[imgcontainer] [img:exchange_lead_960.jpg] [source]Photo via The Atlantic[/source] Needle exchange programs help contain communicable diseases like Hepatitis C [/imgcontainer]
“I’m bothering no one but myself,” said 52-year-old eastern Kentuckian Joseph Cook.
At least that’s how he felt in his younger days.
Twenty-five years later, sitting on the wrong side of the safety glass at the Letcher County jail, he sees things differently. It’s his third trip to jail on drug charges.
“I feel responsible because when my son was 15, he found my OxyContin, which started my son’s addiction to opiates,” Cook said.
His son now suffers from liver failure caused by the Hepatitis C virus, which he contracted using a contaminated needle to inject drugs.
A needle exchange program could have helped his son avoid the life-threatening disease, Cook said.
Needle exchanges allow people to trade used syringes for sterile ones. The programs can help reduce the risk of disease like hepatitis and HIV and create a safer path to recovery, according to the World Health Organization.
Dirty needles are the likely cause of an increase in new cases of Hepatitis C and HIV in rural places like southern Indiana’s Scott County earlier this year. The Centers for Disease Control and Prevention has linked drug injection and prescription opioid abuse to Hepatitis C outbreaks in four eastern states, including Kentucky.

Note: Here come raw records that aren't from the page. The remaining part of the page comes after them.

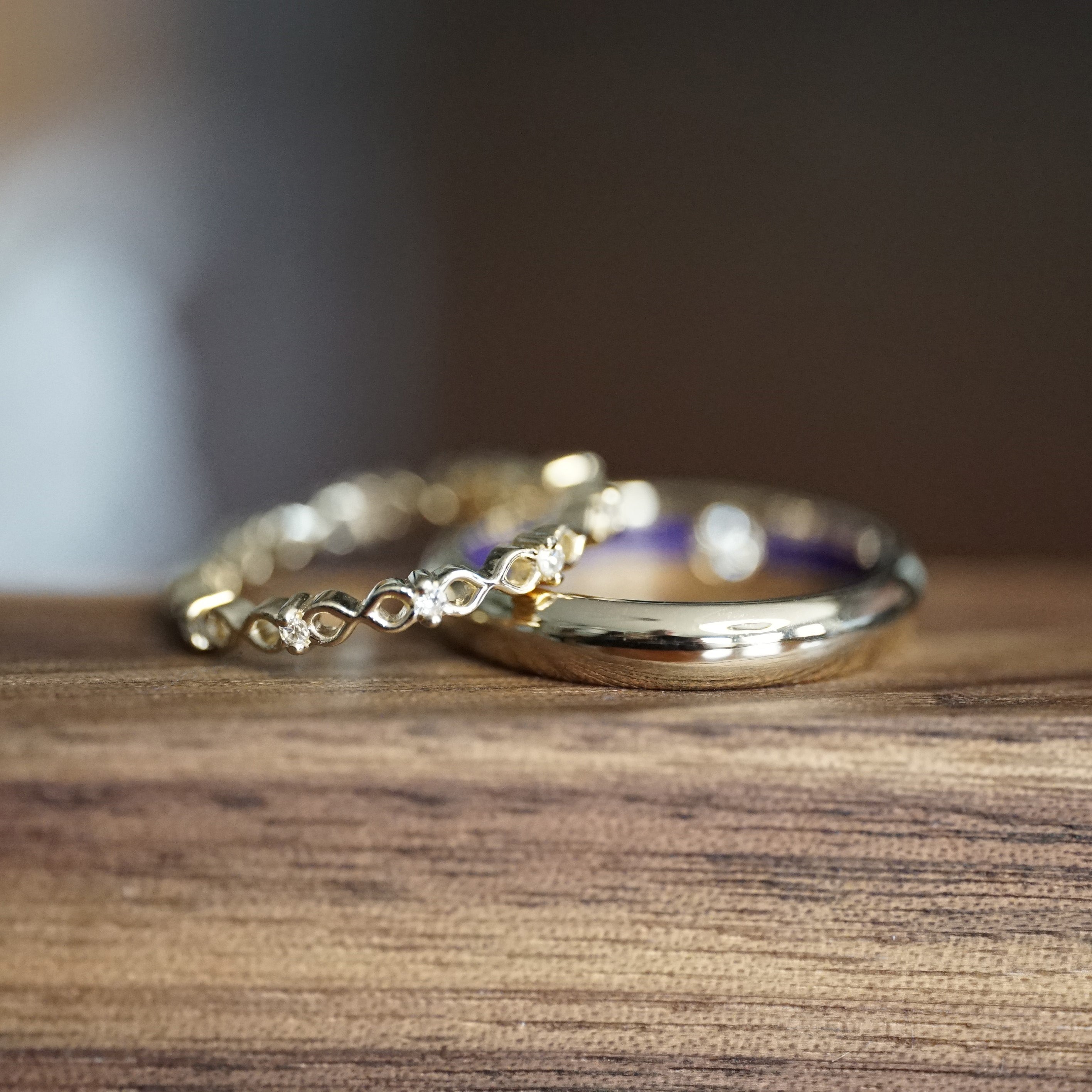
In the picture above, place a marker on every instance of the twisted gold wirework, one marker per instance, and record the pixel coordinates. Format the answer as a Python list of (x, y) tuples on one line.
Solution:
[(504, 494)]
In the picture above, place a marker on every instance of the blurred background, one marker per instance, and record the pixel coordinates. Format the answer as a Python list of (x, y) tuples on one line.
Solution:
[(247, 245)]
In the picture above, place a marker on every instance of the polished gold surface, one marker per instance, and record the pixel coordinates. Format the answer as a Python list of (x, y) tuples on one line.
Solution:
[(726, 642)]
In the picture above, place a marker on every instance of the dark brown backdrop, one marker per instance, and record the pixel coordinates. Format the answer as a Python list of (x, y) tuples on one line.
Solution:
[(844, 248)]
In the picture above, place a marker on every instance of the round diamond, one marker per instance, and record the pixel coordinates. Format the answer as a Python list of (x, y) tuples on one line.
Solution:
[(551, 561), (295, 633), (428, 603)]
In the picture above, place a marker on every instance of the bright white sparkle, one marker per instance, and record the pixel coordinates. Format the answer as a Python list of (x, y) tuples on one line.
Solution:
[(551, 561), (430, 602), (295, 633)]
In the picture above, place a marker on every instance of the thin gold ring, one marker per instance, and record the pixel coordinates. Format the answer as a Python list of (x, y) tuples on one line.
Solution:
[(502, 494)]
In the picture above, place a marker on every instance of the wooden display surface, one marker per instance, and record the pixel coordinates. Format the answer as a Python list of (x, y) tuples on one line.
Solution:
[(391, 868)]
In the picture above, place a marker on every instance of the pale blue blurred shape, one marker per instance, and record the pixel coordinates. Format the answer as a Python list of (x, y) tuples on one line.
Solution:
[(101, 484)]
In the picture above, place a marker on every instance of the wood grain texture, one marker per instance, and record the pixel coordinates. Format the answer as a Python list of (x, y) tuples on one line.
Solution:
[(393, 868)]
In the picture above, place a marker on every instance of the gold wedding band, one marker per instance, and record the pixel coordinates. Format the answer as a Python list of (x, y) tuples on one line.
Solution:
[(503, 495), (505, 603), (734, 531)]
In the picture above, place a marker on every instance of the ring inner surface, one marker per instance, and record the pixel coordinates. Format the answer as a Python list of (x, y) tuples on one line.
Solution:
[(720, 556)]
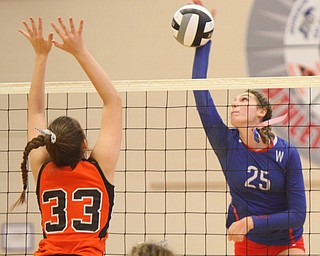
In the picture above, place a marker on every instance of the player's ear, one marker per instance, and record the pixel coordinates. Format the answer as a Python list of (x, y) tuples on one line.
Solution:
[(262, 112)]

While needle exchanges could help slow the spread of disease, the programs can be controversial. Part of that may be due to how people perceive IV drug users – as pariahs, the lowest of the low.
Cook doesn’t fit the stereotype. He worked as a coal miner for 29 years, earning up to $85,000 annually. But most of that went to purchase drugs.
“I was living a double life,” Cook said. “I was raising a family and working all at the same time functioning as an addict.”
When Cook was growing up, no one else in his middle-class family had a drug problem. His father would occasionally have a beer during the summer months. His mother was a homemaker. His sister and brother were successful in their schooling and careers.
“I smoked the gateway drug—marijuana,” Cook said.
For him, marijuana led to opioids like high doses of OxyContin.
Cook said he used another drug, Suboxone, to wean himself off opioids each month. He spent a $400-a-month copay to get a doctor to write a prescription for the drug. Then he spent another $900 for the drugs.
Suboxone is primarily used to help addicts recover from opioid addiction. The pill contains an antagonist opioid that prevents addicts from getting high but has an opiate-like feeling so addicts can function. Yet, if addicts want to get high, Suboxone, taken in huge quantities, fills the void.
[imgcontainer] [img:slide4.1.jpg] [source]Graph via the CDC[/source] [/imgcontainer]
Beverly May, a specialized nurse practitioner in drug addiction and rehabilitation, said Suboxone can sometimes keep users on the addiction merry-go-round and continue to expose them to risks from contaminated needles.
“They crush it, and snort it up,” she said. “They can use it sublingually – stick it under their tongues and absorb it that way. They can cook it, and shoot it up.”
When they re-use needles, addicts continue to subject themselves to the risk of disease even while they are trying to reduce their dependency on opioids. It’s a common practice, said a recovering addict who wished to remain anonymous.
“If there are 10 people who come to the [Narcotics Anonymous] meeting, seven of those participants before attending these meetings were injecting prescription drugs including Suboxone,” he said.
Carriers of Hepatitis C, or Hep C, can continue to infect other people for decades before they realize they are ill, May said.
“The latency period for Hep C can be 20 years easily,” she said. “Unfortunately, all during that time, while they are unaware they have that infection, they could be passing it on to other people.”
Kentucky was the first state to pass legislation in the southeast to allow needle exchanges. But individual county health departments may opt out.
“Everyone does not have to implement needle exchange programs,” said Kentucky Public Health Commissioner Stephanie Mayfield Gibson. “It is optional.” Gibson made her remarks at the May 2015 summit of the Kentucky planning and development initiative, Shaping Our Appalachian Region.
Recovering from drug addiction can be a long process, May said. Pleasure receptors in the brain that respond to opioids need to adjust.
“Look at it this way: It takes 10 years for a cigarette smoker to calm those receptors,” she said. “Imagine how long it would take a recovering drug addict.”